Proje büyümesi ile kabaca projenin uygulama tarafına verdiği cevaptan bahsediyorum. Bunu sağlayabilmek için katmanlar arasındaki iletişiminiz tam olarak gerektiği sınırlarda ve soyutlamanız çok iyi olmalıdır ki yazdıklarınızı gerçek dünyada olduğu gibi düşeünebilesiniz. İşte bunu sağlayan nesne yönelim yaklaşımıdır. Nesne yönelimli programlamanın temelleri, bundan elli sene kadar önce Simula programlama dili ile Ole-Johan Dahl(1931-2002) ve Kristen Nygaard(1926-2002) tarafından atılmıştır. Hoş, nesne yönelimin de hiç bir şekilde kullanılmaması gerektiğini savunan çok küçük bir kesim var ama ben bunlardan değilim; nesne yönelim ile fonksiyonel programlanın birbirini tamamladığını ve beraber kullanıldığı projelerin şu an için elimizdeki en ideal çözüm olduğunu düşünüyorum.
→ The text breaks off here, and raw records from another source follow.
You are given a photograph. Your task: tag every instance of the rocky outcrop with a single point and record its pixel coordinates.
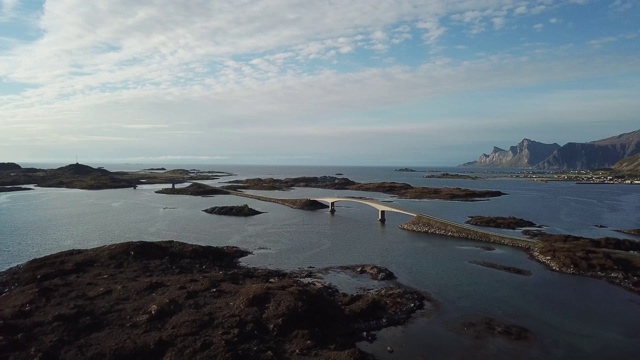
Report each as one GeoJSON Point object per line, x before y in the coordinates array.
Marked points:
{"type": "Point", "coordinates": [240, 210]}
{"type": "Point", "coordinates": [598, 154]}
{"type": "Point", "coordinates": [401, 190]}
{"type": "Point", "coordinates": [171, 300]}
{"type": "Point", "coordinates": [526, 154]}
{"type": "Point", "coordinates": [194, 189]}
{"type": "Point", "coordinates": [13, 188]}
{"type": "Point", "coordinates": [500, 222]}
{"type": "Point", "coordinates": [509, 269]}
{"type": "Point", "coordinates": [426, 224]}
{"type": "Point", "coordinates": [9, 167]}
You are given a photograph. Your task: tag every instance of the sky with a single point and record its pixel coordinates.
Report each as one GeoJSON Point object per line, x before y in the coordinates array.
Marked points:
{"type": "Point", "coordinates": [313, 82]}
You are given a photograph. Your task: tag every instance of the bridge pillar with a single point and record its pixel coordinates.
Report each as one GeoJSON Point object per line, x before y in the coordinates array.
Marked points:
{"type": "Point", "coordinates": [382, 216]}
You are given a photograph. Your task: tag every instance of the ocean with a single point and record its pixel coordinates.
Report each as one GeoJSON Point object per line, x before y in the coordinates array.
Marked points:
{"type": "Point", "coordinates": [571, 316]}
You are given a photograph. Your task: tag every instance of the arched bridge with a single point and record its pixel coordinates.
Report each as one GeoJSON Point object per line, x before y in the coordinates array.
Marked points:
{"type": "Point", "coordinates": [382, 208]}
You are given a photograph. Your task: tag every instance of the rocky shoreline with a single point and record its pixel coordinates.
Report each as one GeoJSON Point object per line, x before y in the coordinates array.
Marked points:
{"type": "Point", "coordinates": [13, 188]}
{"type": "Point", "coordinates": [239, 210]}
{"type": "Point", "coordinates": [612, 260]}
{"type": "Point", "coordinates": [509, 269]}
{"type": "Point", "coordinates": [430, 225]}
{"type": "Point", "coordinates": [401, 190]}
{"type": "Point", "coordinates": [175, 300]}
{"type": "Point", "coordinates": [501, 222]}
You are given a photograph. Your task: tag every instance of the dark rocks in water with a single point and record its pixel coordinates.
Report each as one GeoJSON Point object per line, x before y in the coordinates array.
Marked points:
{"type": "Point", "coordinates": [174, 300]}
{"type": "Point", "coordinates": [509, 269]}
{"type": "Point", "coordinates": [402, 190]}
{"type": "Point", "coordinates": [239, 210]}
{"type": "Point", "coordinates": [375, 272]}
{"type": "Point", "coordinates": [9, 167]}
{"type": "Point", "coordinates": [635, 232]}
{"type": "Point", "coordinates": [500, 222]}
{"type": "Point", "coordinates": [485, 327]}
{"type": "Point", "coordinates": [194, 189]}
{"type": "Point", "coordinates": [13, 188]}
{"type": "Point", "coordinates": [304, 204]}
{"type": "Point", "coordinates": [533, 234]}
{"type": "Point", "coordinates": [452, 176]}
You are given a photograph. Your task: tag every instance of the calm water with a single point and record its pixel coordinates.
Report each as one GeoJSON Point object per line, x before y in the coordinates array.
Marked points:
{"type": "Point", "coordinates": [571, 316]}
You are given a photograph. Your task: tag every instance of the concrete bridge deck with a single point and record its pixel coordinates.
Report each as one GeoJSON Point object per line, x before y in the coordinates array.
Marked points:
{"type": "Point", "coordinates": [432, 224]}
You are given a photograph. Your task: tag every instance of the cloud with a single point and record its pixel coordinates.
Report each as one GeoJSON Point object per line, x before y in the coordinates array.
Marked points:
{"type": "Point", "coordinates": [209, 75]}
{"type": "Point", "coordinates": [8, 9]}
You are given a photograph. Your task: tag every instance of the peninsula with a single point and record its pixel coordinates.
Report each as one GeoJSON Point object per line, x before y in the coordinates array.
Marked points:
{"type": "Point", "coordinates": [401, 190]}
{"type": "Point", "coordinates": [80, 176]}
{"type": "Point", "coordinates": [174, 300]}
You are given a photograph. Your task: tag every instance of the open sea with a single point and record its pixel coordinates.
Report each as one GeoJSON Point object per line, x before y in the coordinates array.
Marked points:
{"type": "Point", "coordinates": [572, 317]}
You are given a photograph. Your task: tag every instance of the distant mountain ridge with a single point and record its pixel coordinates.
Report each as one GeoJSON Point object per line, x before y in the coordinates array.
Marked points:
{"type": "Point", "coordinates": [629, 165]}
{"type": "Point", "coordinates": [571, 156]}
{"type": "Point", "coordinates": [526, 154]}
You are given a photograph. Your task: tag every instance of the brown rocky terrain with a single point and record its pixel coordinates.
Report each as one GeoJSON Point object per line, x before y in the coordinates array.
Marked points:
{"type": "Point", "coordinates": [482, 328]}
{"type": "Point", "coordinates": [13, 188]}
{"type": "Point", "coordinates": [193, 189]}
{"type": "Point", "coordinates": [509, 269]}
{"type": "Point", "coordinates": [635, 232]}
{"type": "Point", "coordinates": [171, 300]}
{"type": "Point", "coordinates": [402, 190]}
{"type": "Point", "coordinates": [501, 222]}
{"type": "Point", "coordinates": [611, 259]}
{"type": "Point", "coordinates": [79, 176]}
{"type": "Point", "coordinates": [237, 210]}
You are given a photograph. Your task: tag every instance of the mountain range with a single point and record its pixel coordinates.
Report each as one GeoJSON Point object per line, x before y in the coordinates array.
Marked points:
{"type": "Point", "coordinates": [572, 156]}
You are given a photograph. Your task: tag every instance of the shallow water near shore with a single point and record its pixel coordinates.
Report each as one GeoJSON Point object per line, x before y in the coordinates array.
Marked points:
{"type": "Point", "coordinates": [571, 316]}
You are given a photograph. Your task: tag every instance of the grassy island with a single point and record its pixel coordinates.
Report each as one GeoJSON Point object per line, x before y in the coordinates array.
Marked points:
{"type": "Point", "coordinates": [80, 176]}
{"type": "Point", "coordinates": [174, 300]}
{"type": "Point", "coordinates": [402, 190]}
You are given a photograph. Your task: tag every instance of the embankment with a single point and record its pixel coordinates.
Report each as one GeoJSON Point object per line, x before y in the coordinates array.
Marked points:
{"type": "Point", "coordinates": [427, 224]}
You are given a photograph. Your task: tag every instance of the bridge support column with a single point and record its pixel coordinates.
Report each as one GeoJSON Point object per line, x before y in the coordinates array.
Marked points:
{"type": "Point", "coordinates": [382, 216]}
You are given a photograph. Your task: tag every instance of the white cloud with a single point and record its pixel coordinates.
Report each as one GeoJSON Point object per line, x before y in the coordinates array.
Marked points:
{"type": "Point", "coordinates": [8, 9]}
{"type": "Point", "coordinates": [213, 72]}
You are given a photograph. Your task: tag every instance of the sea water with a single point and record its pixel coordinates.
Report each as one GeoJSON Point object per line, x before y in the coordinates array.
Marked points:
{"type": "Point", "coordinates": [571, 316]}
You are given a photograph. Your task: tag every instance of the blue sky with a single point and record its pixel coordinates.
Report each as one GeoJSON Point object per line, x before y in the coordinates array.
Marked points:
{"type": "Point", "coordinates": [386, 82]}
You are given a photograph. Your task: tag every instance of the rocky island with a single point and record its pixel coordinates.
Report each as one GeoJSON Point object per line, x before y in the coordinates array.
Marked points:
{"type": "Point", "coordinates": [509, 269]}
{"type": "Point", "coordinates": [175, 300]}
{"type": "Point", "coordinates": [452, 176]}
{"type": "Point", "coordinates": [80, 176]}
{"type": "Point", "coordinates": [402, 190]}
{"type": "Point", "coordinates": [13, 188]}
{"type": "Point", "coordinates": [239, 210]}
{"type": "Point", "coordinates": [614, 260]}
{"type": "Point", "coordinates": [635, 232]}
{"type": "Point", "coordinates": [501, 222]}
{"type": "Point", "coordinates": [193, 189]}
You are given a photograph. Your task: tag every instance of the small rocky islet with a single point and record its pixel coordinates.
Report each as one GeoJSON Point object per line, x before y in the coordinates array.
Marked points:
{"type": "Point", "coordinates": [13, 188]}
{"type": "Point", "coordinates": [80, 176]}
{"type": "Point", "coordinates": [234, 210]}
{"type": "Point", "coordinates": [501, 222]}
{"type": "Point", "coordinates": [174, 300]}
{"type": "Point", "coordinates": [401, 190]}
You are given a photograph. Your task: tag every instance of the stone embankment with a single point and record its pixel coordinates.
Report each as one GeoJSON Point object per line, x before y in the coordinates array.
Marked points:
{"type": "Point", "coordinates": [627, 281]}
{"type": "Point", "coordinates": [427, 224]}
{"type": "Point", "coordinates": [300, 204]}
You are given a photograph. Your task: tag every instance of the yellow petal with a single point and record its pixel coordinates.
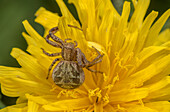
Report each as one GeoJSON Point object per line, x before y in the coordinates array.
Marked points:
{"type": "Point", "coordinates": [128, 95]}
{"type": "Point", "coordinates": [37, 38]}
{"type": "Point", "coordinates": [156, 28]}
{"type": "Point", "coordinates": [159, 84]}
{"type": "Point", "coordinates": [64, 10]}
{"type": "Point", "coordinates": [163, 37]}
{"type": "Point", "coordinates": [138, 15]}
{"type": "Point", "coordinates": [143, 32]}
{"type": "Point", "coordinates": [160, 106]}
{"type": "Point", "coordinates": [139, 108]}
{"type": "Point", "coordinates": [32, 106]}
{"type": "Point", "coordinates": [15, 108]}
{"type": "Point", "coordinates": [109, 108]}
{"type": "Point", "coordinates": [71, 104]}
{"type": "Point", "coordinates": [105, 29]}
{"type": "Point", "coordinates": [29, 63]}
{"type": "Point", "coordinates": [98, 107]}
{"type": "Point", "coordinates": [46, 18]}
{"type": "Point", "coordinates": [117, 41]}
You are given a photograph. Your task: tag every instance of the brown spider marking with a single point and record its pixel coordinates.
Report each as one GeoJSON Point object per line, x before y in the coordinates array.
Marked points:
{"type": "Point", "coordinates": [68, 73]}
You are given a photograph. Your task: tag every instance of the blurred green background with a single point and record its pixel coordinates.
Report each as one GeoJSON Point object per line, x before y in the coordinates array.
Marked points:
{"type": "Point", "coordinates": [13, 12]}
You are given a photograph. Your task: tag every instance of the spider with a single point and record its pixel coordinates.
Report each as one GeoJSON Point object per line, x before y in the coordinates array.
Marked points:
{"type": "Point", "coordinates": [68, 73]}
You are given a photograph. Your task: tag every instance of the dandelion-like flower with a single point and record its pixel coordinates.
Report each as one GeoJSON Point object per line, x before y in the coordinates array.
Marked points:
{"type": "Point", "coordinates": [135, 65]}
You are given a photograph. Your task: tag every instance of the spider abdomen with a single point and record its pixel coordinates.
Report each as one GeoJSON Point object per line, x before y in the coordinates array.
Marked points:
{"type": "Point", "coordinates": [68, 75]}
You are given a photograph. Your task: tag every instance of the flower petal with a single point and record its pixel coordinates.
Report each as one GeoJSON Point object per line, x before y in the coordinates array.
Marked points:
{"type": "Point", "coordinates": [138, 108]}
{"type": "Point", "coordinates": [138, 15]}
{"type": "Point", "coordinates": [160, 106]}
{"type": "Point", "coordinates": [156, 28]}
{"type": "Point", "coordinates": [46, 18]}
{"type": "Point", "coordinates": [65, 12]}
{"type": "Point", "coordinates": [163, 37]}
{"type": "Point", "coordinates": [143, 32]}
{"type": "Point", "coordinates": [71, 104]}
{"type": "Point", "coordinates": [32, 106]}
{"type": "Point", "coordinates": [118, 40]}
{"type": "Point", "coordinates": [128, 95]}
{"type": "Point", "coordinates": [15, 108]}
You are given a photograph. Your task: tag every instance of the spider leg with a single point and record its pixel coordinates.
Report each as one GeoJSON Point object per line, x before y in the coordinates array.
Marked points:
{"type": "Point", "coordinates": [57, 59]}
{"type": "Point", "coordinates": [53, 54]}
{"type": "Point", "coordinates": [91, 64]}
{"type": "Point", "coordinates": [95, 71]}
{"type": "Point", "coordinates": [75, 27]}
{"type": "Point", "coordinates": [75, 43]}
{"type": "Point", "coordinates": [52, 43]}
{"type": "Point", "coordinates": [98, 57]}
{"type": "Point", "coordinates": [67, 39]}
{"type": "Point", "coordinates": [81, 59]}
{"type": "Point", "coordinates": [55, 38]}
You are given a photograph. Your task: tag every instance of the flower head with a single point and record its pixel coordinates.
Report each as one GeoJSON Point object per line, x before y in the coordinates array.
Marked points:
{"type": "Point", "coordinates": [135, 65]}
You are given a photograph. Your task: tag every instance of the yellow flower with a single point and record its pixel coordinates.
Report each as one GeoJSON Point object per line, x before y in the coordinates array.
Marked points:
{"type": "Point", "coordinates": [135, 65]}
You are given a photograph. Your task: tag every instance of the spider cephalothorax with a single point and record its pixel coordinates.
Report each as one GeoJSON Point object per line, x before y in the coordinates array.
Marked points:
{"type": "Point", "coordinates": [68, 73]}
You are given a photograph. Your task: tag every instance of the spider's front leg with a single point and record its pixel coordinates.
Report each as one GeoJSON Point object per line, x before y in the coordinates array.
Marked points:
{"type": "Point", "coordinates": [83, 62]}
{"type": "Point", "coordinates": [57, 59]}
{"type": "Point", "coordinates": [55, 38]}
{"type": "Point", "coordinates": [81, 59]}
{"type": "Point", "coordinates": [51, 42]}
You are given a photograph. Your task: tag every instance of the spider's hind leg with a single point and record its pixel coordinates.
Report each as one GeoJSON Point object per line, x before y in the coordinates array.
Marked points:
{"type": "Point", "coordinates": [53, 54]}
{"type": "Point", "coordinates": [57, 59]}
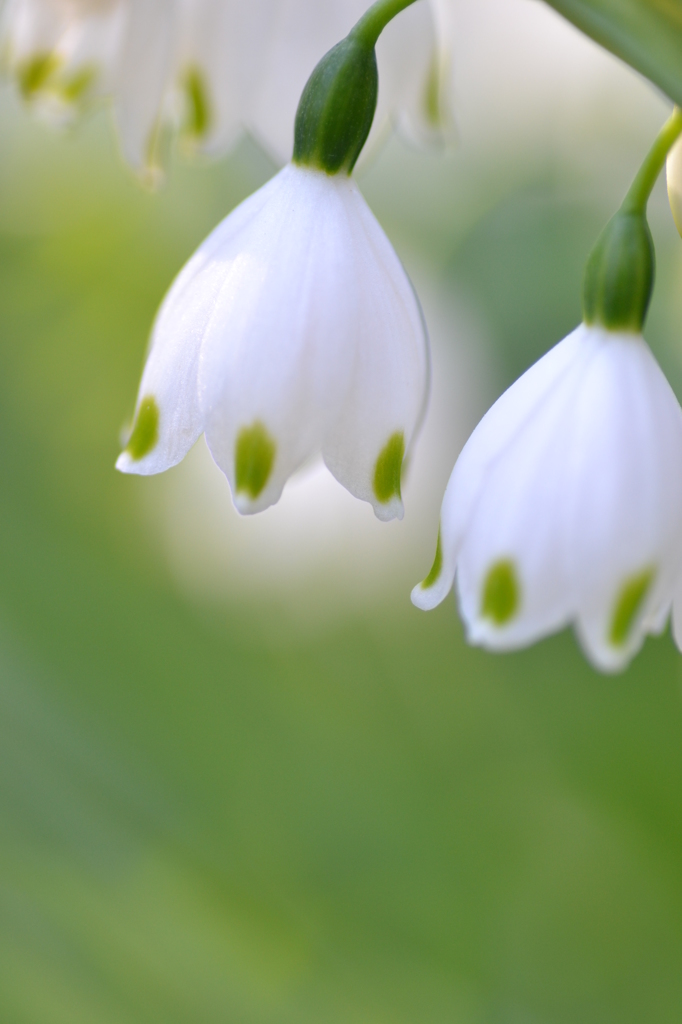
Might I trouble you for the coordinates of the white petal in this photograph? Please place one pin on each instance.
(276, 352)
(513, 571)
(388, 387)
(144, 74)
(493, 436)
(627, 501)
(171, 373)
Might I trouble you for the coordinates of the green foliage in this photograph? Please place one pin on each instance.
(208, 815)
(337, 108)
(619, 274)
(647, 34)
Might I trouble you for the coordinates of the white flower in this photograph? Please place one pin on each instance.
(215, 66)
(565, 504)
(293, 329)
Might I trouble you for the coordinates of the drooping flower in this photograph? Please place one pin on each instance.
(294, 328)
(212, 68)
(565, 504)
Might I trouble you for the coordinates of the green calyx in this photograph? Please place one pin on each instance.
(339, 100)
(619, 274)
(337, 108)
(620, 270)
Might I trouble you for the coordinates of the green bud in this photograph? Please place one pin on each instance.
(619, 274)
(337, 108)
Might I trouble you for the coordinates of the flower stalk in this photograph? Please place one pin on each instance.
(339, 100)
(620, 270)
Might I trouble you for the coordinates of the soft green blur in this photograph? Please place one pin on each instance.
(209, 814)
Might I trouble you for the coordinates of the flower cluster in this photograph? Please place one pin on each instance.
(210, 67)
(294, 328)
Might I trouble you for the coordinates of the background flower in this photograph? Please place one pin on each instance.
(212, 69)
(565, 504)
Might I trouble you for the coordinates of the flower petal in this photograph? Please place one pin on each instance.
(513, 571)
(493, 436)
(383, 407)
(170, 380)
(627, 501)
(275, 359)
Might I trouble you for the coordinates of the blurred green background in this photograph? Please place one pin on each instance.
(209, 813)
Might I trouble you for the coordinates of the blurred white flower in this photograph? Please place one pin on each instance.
(212, 67)
(293, 329)
(565, 504)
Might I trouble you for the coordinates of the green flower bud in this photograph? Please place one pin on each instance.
(337, 108)
(619, 274)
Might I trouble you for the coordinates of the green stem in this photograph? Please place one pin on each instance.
(373, 23)
(640, 189)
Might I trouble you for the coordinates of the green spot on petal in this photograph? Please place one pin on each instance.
(199, 108)
(77, 85)
(435, 568)
(502, 593)
(388, 469)
(628, 605)
(145, 431)
(34, 74)
(254, 458)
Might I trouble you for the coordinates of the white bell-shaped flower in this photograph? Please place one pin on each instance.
(565, 504)
(293, 329)
(213, 68)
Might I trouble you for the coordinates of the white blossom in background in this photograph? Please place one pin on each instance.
(210, 67)
(294, 329)
(565, 504)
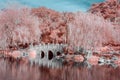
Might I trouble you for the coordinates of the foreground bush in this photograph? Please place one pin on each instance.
(18, 26)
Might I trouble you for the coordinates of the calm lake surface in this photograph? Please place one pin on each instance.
(13, 70)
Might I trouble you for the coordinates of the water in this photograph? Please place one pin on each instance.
(58, 5)
(12, 70)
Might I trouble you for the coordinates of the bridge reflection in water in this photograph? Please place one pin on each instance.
(15, 70)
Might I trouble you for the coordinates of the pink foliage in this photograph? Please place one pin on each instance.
(53, 24)
(90, 31)
(18, 26)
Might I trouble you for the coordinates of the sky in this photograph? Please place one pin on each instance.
(58, 5)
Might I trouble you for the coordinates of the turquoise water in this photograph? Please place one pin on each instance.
(58, 5)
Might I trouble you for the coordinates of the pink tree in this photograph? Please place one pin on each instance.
(90, 31)
(18, 26)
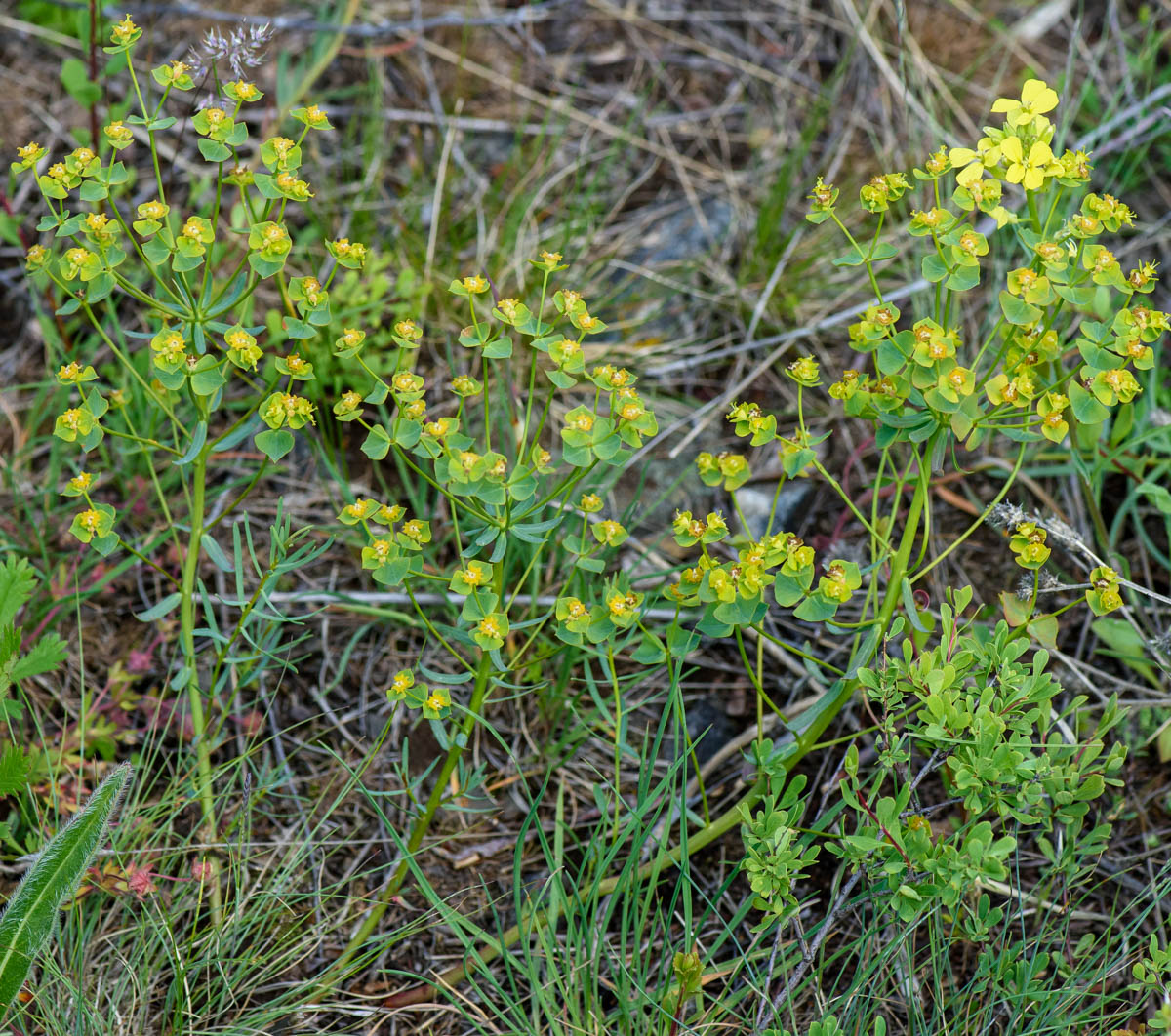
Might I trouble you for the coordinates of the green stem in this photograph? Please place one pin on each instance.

Ancak yine özellikle gömülü sistemlerde, uçlarda performans veya senkronizasyon gerektiğinde bu yaklaşımlar göz ardı edilebilir; daha doğrusu edilmelidir. Yani çok karmaşık olmayan bir operasyonda yapılacak sınırlı sayıda iş varsa ve bu iş için 1 milisaniyelik bir senkron bile hayati önemliyse, bunun için ille de nesne yönelim aranmaz. Daha doğrusu 'nesne' diye bir kavram aranmaz. Örneğin bir araba montaj hattındaki robot kolun yaptığı bir işin koordinasyonu için 1 milisaniyelik fark bile önemli hale gelebilir, yani erken ya da geç yapacağı iş zincirleme yanlışlıklara yol açacağı için burada önceliğiniz soyutlama değil bu koordinasyonun düzgünlüğü olmalıdır. Yine araçlardan gidersek; ABS, ASR, ESP gibi güvenlik sistemlerini ve bunlardaki zamanlamanın önemini düşünün. Bunların en can alıcı olanı en fazla 30 ms civarı bir sürede tamamen şişmesi gereken airbag düşünülebilir. Hava yastığına bu müthiş hızı sağlayan aslen kimyasal tepkime olsa da bu tepkime için gereken tetiklemeyi gönderen elektronik sensörler; dolayısıyla donanım ve yazılımdır. Aracın ivmelenmesini ölçerek kaza yaptığını anlayan herhangi bir sistemdeki gecikme asla kabul edilemez. Bu yüzden üretici, cihazı kontrol için bir nevi kendi sade dilini geliştirir.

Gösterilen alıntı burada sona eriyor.